Tears seem to spill out of my eyes faster just at his gesture and a sob breaks through me as his hand runs up and down my back in a soothing motion.

He uses his free hand and brings it up, tucking my hair behind my ears before placing a light kiss on my temple and just simply me holding there.

He just wants to hold me. And I keep crying because I don't deserve him.

I don't deserve him.

I don't deserve him.

"I don't deserve you." I cry, moving my hand and fisting the front of his sweatshirt.

I feel him rest his lips against my temple again, just holding them there, and then I feel something light drop into my hair. It feels wet and I know he's crying too.

I didn't want to make him cry.

"I had a brother." I whisper. He doesn't say anything as I feel him press his face to my head.

"You don't have to tell me." He says softly.

"I want to." I need to. I stay whispering because if I try and use my full voice it will only be worse.

"We were twins actually, fraternal. And I was lucky because our sibling relationship was so much better than others. He was my built-in bestfriend. I don't think I remember a time where he wasn't there for me, being with me, standing up for me." I start. I take a deep breath as River continues rubbing my back.

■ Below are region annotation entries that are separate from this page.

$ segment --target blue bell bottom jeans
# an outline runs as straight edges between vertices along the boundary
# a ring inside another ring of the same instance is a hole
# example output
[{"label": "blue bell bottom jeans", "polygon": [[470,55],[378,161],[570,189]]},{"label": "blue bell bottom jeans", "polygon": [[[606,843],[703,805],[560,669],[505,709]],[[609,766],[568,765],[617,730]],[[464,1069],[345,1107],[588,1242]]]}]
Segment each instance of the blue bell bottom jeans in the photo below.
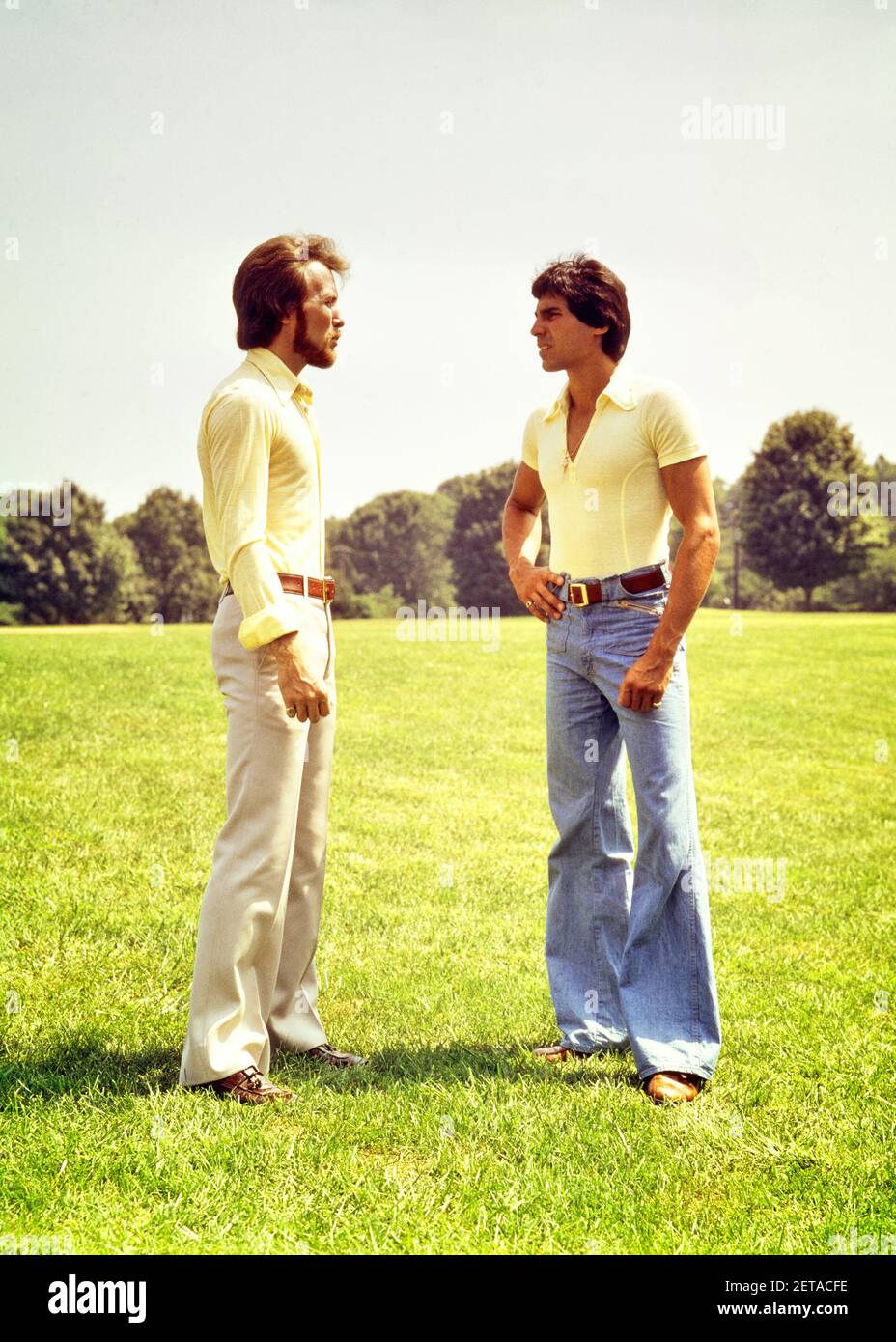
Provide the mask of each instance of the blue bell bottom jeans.
[{"label": "blue bell bottom jeans", "polygon": [[[665,568],[668,580],[668,568]],[[590,580],[589,580],[590,581]],[[668,584],[569,604],[547,625],[547,776],[558,839],[549,858],[545,951],[562,1043],[630,1048],[638,1076],[708,1079],[722,1031],[691,765],[687,646],[657,709],[617,699]],[[625,796],[637,803],[637,860]]]}]

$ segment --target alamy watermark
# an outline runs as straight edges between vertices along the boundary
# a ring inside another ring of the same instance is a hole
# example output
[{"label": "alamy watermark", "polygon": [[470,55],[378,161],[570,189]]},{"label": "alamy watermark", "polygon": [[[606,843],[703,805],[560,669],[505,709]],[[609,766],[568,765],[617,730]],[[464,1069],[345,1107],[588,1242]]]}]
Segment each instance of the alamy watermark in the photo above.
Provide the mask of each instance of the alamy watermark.
[{"label": "alamy watermark", "polygon": [[51,517],[54,526],[71,523],[71,480],[44,484],[0,484],[0,517]]},{"label": "alamy watermark", "polygon": [[401,605],[396,611],[396,637],[400,643],[479,643],[483,652],[496,652],[500,643],[500,607],[492,605]]},{"label": "alamy watermark", "polygon": [[[707,887],[711,894],[761,894],[770,905],[779,905],[785,895],[786,858],[712,858],[704,856]],[[681,888],[691,894],[695,868],[681,876]]]},{"label": "alamy watermark", "polygon": [[785,109],[781,103],[712,102],[702,98],[681,107],[683,140],[757,140],[766,149],[785,146]]},{"label": "alamy watermark", "polygon": [[832,480],[828,486],[828,511],[832,517],[896,517],[896,480]]}]

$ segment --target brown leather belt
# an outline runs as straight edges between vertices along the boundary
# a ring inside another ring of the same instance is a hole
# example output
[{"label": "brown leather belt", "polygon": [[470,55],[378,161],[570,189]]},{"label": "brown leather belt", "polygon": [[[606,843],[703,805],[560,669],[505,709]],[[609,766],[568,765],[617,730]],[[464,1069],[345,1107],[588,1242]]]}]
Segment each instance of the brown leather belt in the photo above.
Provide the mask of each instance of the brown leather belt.
[{"label": "brown leather belt", "polygon": [[[665,586],[665,573],[657,565],[647,573],[621,573],[617,578],[626,592],[649,592],[655,586]],[[604,601],[600,582],[570,582],[570,605],[592,605],[593,601]]]},{"label": "brown leather belt", "polygon": [[[295,592],[296,596],[311,596],[329,605],[335,596],[335,582],[333,578],[306,578],[302,573],[278,573],[280,586],[284,592]],[[307,585],[307,592],[306,592]],[[233,590],[228,582],[224,596]]]}]

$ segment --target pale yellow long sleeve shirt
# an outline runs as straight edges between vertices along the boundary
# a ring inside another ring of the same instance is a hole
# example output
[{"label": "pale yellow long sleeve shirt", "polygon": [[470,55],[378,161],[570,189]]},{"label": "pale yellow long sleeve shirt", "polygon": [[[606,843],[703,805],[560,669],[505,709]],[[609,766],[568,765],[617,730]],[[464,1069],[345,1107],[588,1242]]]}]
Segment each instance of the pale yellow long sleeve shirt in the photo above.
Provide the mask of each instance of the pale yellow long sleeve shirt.
[{"label": "pale yellow long sleeve shirt", "polygon": [[208,553],[243,612],[240,643],[258,648],[299,628],[276,574],[323,577],[310,388],[270,349],[251,349],[205,403],[197,454]]},{"label": "pale yellow long sleeve shirt", "polygon": [[663,564],[672,519],[663,467],[707,455],[691,400],[675,382],[618,365],[571,464],[567,412],[569,382],[523,432],[523,462],[547,498],[550,566],[579,580]]}]

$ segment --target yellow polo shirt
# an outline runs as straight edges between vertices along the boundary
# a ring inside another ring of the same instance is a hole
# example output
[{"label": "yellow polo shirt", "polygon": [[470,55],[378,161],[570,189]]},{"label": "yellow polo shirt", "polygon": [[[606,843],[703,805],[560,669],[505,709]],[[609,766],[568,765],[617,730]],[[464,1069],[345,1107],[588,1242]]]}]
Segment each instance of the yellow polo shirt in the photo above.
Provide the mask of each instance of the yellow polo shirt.
[{"label": "yellow polo shirt", "polygon": [[310,388],[270,349],[251,349],[205,403],[197,454],[208,553],[243,612],[240,643],[258,648],[299,627],[276,574],[323,577]]},{"label": "yellow polo shirt", "polygon": [[669,557],[672,509],[660,471],[706,456],[693,405],[675,382],[617,364],[571,467],[563,464],[569,382],[534,411],[523,460],[547,498],[550,566],[571,578],[608,578]]}]

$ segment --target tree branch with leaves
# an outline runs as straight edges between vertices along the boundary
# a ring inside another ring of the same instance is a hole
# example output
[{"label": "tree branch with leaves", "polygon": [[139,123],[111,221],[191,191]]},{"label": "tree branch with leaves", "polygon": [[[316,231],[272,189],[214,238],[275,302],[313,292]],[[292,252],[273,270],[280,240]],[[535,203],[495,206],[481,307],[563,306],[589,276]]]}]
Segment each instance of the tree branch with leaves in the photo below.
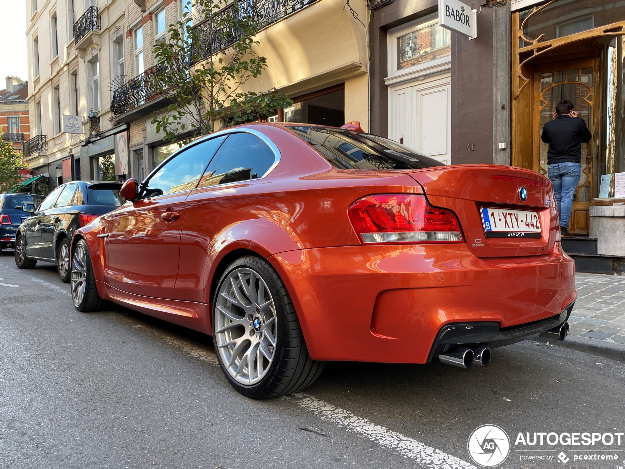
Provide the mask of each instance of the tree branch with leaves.
[{"label": "tree branch with leaves", "polygon": [[218,126],[269,117],[292,104],[275,88],[247,89],[267,67],[266,59],[254,50],[259,25],[252,4],[242,0],[222,8],[223,3],[214,0],[193,3],[192,11],[186,8],[171,25],[168,40],[154,46],[158,63],[146,79],[171,103],[164,114],[152,119],[163,139],[174,143],[185,134],[184,143]]}]

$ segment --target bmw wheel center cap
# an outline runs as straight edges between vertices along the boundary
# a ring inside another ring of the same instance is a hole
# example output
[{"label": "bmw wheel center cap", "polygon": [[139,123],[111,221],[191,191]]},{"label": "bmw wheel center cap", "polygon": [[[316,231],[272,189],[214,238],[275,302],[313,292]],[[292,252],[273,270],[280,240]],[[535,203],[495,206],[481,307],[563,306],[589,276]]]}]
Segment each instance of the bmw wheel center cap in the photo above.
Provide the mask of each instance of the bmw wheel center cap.
[{"label": "bmw wheel center cap", "polygon": [[521,199],[521,202],[524,202],[528,199],[528,189],[525,186],[521,186],[521,188],[519,189],[519,198]]}]

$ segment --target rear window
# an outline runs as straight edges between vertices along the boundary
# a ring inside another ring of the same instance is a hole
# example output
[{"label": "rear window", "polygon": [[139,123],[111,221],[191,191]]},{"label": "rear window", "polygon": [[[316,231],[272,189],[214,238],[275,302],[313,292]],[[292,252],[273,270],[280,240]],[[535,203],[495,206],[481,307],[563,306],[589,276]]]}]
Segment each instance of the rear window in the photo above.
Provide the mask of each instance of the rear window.
[{"label": "rear window", "polygon": [[312,126],[287,128],[339,169],[421,169],[444,166],[416,150],[377,135]]},{"label": "rear window", "polygon": [[119,207],[124,203],[124,200],[119,196],[119,189],[121,186],[114,186],[102,187],[91,186],[87,188],[87,197],[89,198],[88,205],[110,205]]}]

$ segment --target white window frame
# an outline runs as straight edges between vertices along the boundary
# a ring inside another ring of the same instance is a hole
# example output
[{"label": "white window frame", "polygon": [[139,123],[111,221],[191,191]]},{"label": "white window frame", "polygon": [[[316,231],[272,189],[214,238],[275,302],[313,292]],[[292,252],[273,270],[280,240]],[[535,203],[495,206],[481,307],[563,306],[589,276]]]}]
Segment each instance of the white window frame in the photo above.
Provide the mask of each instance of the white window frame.
[{"label": "white window frame", "polygon": [[[403,24],[398,28],[389,29],[387,34],[388,77],[385,79],[386,84],[394,84],[394,80],[390,79],[401,77],[405,79],[412,79],[420,75],[429,74],[438,72],[444,72],[451,68],[451,55],[434,59],[422,64],[413,65],[406,68],[398,68],[397,40],[398,38],[409,33],[430,26],[438,23],[438,14],[434,13],[414,21]],[[389,83],[390,82],[390,83]]]},{"label": "white window frame", "polygon": [[59,29],[56,12],[50,17],[50,44],[52,46],[52,58],[59,56]]},{"label": "white window frame", "polygon": [[98,112],[101,110],[102,105],[101,88],[102,83],[100,79],[100,60],[98,56],[87,63],[89,65],[88,76],[89,82],[89,105],[91,110]]},{"label": "white window frame", "polygon": [[[139,38],[141,37],[141,46],[139,45]],[[134,76],[140,75],[145,71],[146,58],[143,53],[143,26],[139,26],[132,31],[132,52],[134,55]],[[139,66],[141,64],[141,66]]]},{"label": "white window frame", "polygon": [[32,39],[32,64],[34,66],[35,78],[39,76],[39,38]]},{"label": "white window frame", "polygon": [[54,135],[61,133],[61,93],[59,85],[52,89],[52,98],[54,103]]}]

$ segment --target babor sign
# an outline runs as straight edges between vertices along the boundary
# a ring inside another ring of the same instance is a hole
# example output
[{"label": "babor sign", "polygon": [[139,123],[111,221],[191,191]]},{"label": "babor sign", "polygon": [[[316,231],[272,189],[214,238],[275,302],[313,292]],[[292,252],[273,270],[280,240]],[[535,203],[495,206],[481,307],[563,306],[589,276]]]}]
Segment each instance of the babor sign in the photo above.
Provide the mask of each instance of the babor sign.
[{"label": "babor sign", "polygon": [[82,133],[82,119],[80,116],[63,115],[63,131],[68,134]]},{"label": "babor sign", "polygon": [[469,39],[478,37],[477,10],[458,0],[438,0],[438,24]]}]

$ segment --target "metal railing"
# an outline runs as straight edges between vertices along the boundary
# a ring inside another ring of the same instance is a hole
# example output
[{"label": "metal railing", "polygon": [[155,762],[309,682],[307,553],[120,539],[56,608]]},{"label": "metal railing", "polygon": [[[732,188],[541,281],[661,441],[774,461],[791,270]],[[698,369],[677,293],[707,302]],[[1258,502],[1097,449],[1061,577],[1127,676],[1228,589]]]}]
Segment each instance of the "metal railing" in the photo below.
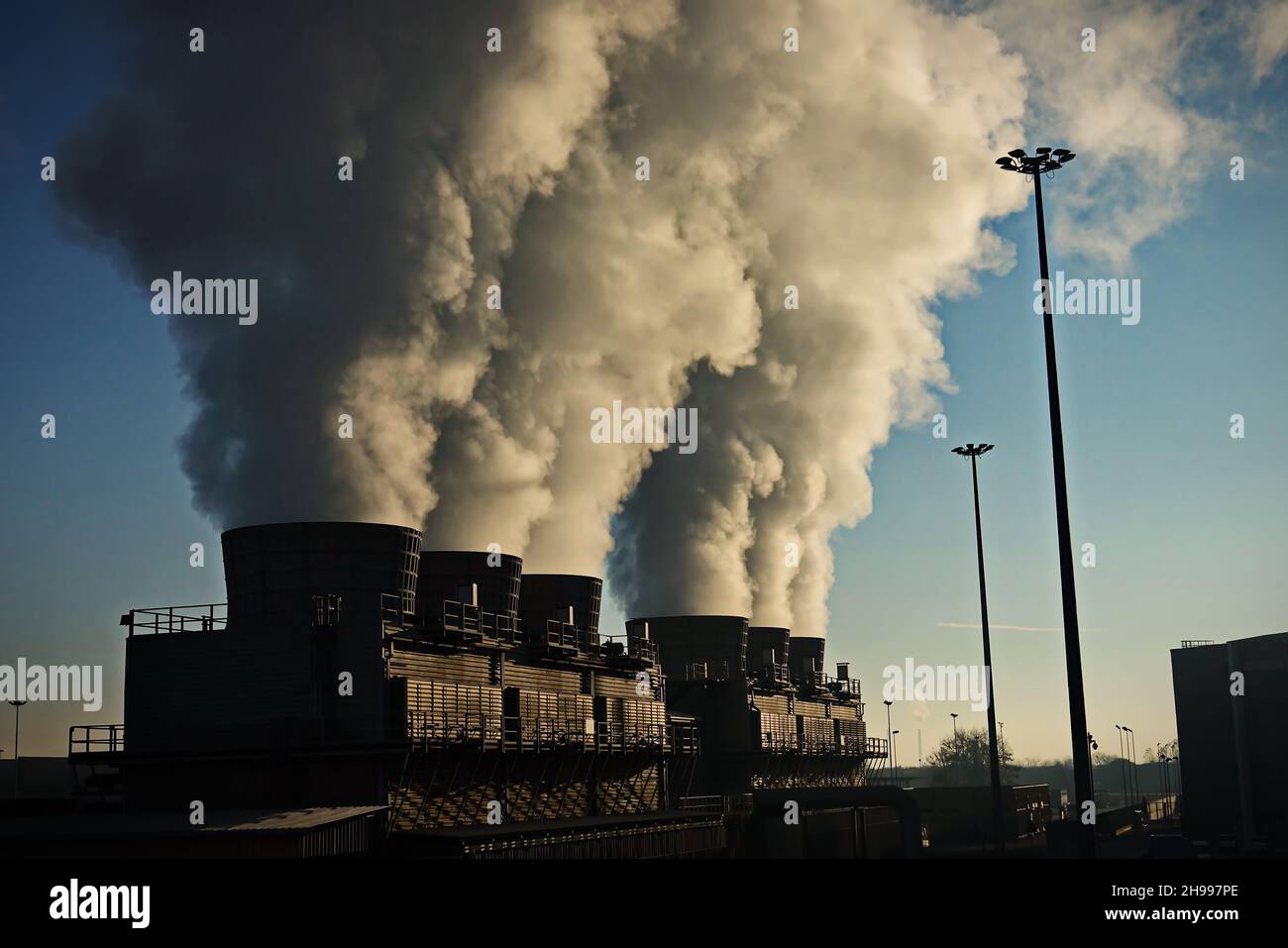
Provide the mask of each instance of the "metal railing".
[{"label": "metal railing", "polygon": [[657,665],[657,643],[638,635],[600,635],[601,650],[611,658],[635,658]]},{"label": "metal railing", "polygon": [[582,717],[407,712],[407,737],[426,747],[477,746],[524,751],[582,747],[599,751],[698,754],[696,724],[627,725]]},{"label": "metal railing", "polygon": [[681,796],[680,809],[688,813],[724,813],[723,796]]},{"label": "metal railing", "polygon": [[791,672],[786,665],[761,665],[752,668],[752,675],[770,685],[786,688],[792,683]]},{"label": "metal railing", "polygon": [[130,609],[121,616],[121,625],[129,626],[130,635],[149,632],[214,632],[228,626],[228,603],[204,605],[158,605],[149,609]]},{"label": "metal railing", "polygon": [[67,729],[67,756],[120,754],[125,750],[124,724],[73,724]]}]

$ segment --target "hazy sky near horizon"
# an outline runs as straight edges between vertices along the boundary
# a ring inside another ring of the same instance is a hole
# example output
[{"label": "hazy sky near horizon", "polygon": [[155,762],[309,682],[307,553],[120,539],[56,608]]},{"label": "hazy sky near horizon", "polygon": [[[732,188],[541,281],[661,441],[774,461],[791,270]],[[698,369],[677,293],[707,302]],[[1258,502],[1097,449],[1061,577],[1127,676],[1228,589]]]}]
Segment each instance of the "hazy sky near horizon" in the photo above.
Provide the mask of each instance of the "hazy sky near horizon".
[{"label": "hazy sky near horizon", "polygon": [[[1175,737],[1170,648],[1288,625],[1288,5],[1065,4],[1046,26],[1011,3],[967,6],[1032,80],[1027,140],[997,153],[1078,152],[1045,183],[1052,269],[1140,281],[1139,323],[1066,316],[1056,334],[1074,547],[1096,551],[1095,567],[1077,569],[1088,726],[1113,750],[1114,724],[1127,724],[1144,748]],[[1103,79],[1072,80],[1068,55],[1052,52],[1078,50],[1079,15],[1097,28],[1097,50],[1075,55],[1113,63]],[[194,410],[171,332],[146,287],[59,227],[59,185],[39,176],[41,156],[124,82],[122,39],[80,8],[32,8],[0,57],[0,663],[103,665],[107,685],[97,715],[28,705],[24,754],[63,752],[70,724],[120,721],[122,612],[223,600],[219,531],[194,510],[176,447]],[[1231,180],[1233,156],[1244,180]],[[927,180],[933,157],[916,156]],[[994,157],[952,156],[942,184]],[[72,166],[61,158],[59,175]],[[1033,205],[1023,178],[997,178],[1015,189],[994,198],[1012,209],[988,220],[1003,263],[933,305],[951,381],[875,446],[871,513],[831,536],[828,661],[851,662],[876,733],[882,668],[980,659],[970,471],[949,448],[992,442],[980,502],[998,717],[1018,757],[1065,757]],[[54,441],[39,437],[45,412],[58,419]],[[934,437],[938,412],[945,439]],[[1242,439],[1230,437],[1233,415],[1245,420]],[[205,569],[188,565],[198,541]],[[604,630],[622,618],[605,596]],[[916,761],[918,729],[926,754],[951,733],[951,712],[983,725],[966,703],[898,703],[900,760]],[[5,756],[12,714],[0,707]]]}]

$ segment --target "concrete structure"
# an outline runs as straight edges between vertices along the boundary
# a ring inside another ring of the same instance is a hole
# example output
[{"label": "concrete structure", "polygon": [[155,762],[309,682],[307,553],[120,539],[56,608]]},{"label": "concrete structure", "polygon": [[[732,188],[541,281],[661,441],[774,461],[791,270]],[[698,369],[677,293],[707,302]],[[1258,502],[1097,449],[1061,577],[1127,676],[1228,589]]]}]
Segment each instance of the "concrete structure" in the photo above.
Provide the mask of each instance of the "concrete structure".
[{"label": "concrete structure", "polygon": [[1288,848],[1288,632],[1172,649],[1172,687],[1185,835]]},{"label": "concrete structure", "polygon": [[[408,527],[223,540],[227,607],[121,617],[125,720],[68,742],[86,815],[0,836],[57,837],[62,853],[160,832],[149,851],[867,855],[880,808],[902,815],[891,846],[920,839],[911,797],[867,786],[885,746],[867,738],[859,683],[823,674],[822,639],[738,616],[604,635],[598,577],[421,551]],[[779,791],[802,801],[802,832],[772,839],[756,827],[783,824]],[[193,801],[228,842],[169,835]],[[282,833],[249,836],[251,811]]]}]

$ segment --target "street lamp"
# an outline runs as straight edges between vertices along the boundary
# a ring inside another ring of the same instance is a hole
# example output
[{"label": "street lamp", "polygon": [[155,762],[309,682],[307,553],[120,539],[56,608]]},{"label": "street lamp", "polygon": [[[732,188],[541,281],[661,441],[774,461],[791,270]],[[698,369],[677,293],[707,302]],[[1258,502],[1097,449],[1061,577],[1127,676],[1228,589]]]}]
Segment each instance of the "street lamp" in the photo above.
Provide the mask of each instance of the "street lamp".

"We were, uh, 16 at the time. Summer before Junior year. You remember Ben?" I ask.

"Yeah."

"Uhm, we were dating at the time. He was a Junior, going into Senior year, but we had a big friend group. I don't think they were really friends, I only think our group was so big because of what he did."

"What did he do, if you don't mind me asking?"

I stay silent for a moment, debating how I should say it. I mean, there's no easy way to say it. You just say it.

"He was a drug dealer." I say quietly and I feel him tense next to me.

"I, um," I pause to clear my throat.

Please don't look at me differently.

"I used to do drugs, like hardcore ones. I never really had a reason why, I just did it. We were in high school and I wanted to try new things, but then I liked the feeling and it ended up becoming a bigger problem. But I didn't realize it was a problem at the time because everyone around me did the same. Not as much. But they did some. And they kept feeding it to me, influencing and allowing me. So I didn't see it as an issue. I didn't see it influencing others. I didn't see it hurting others."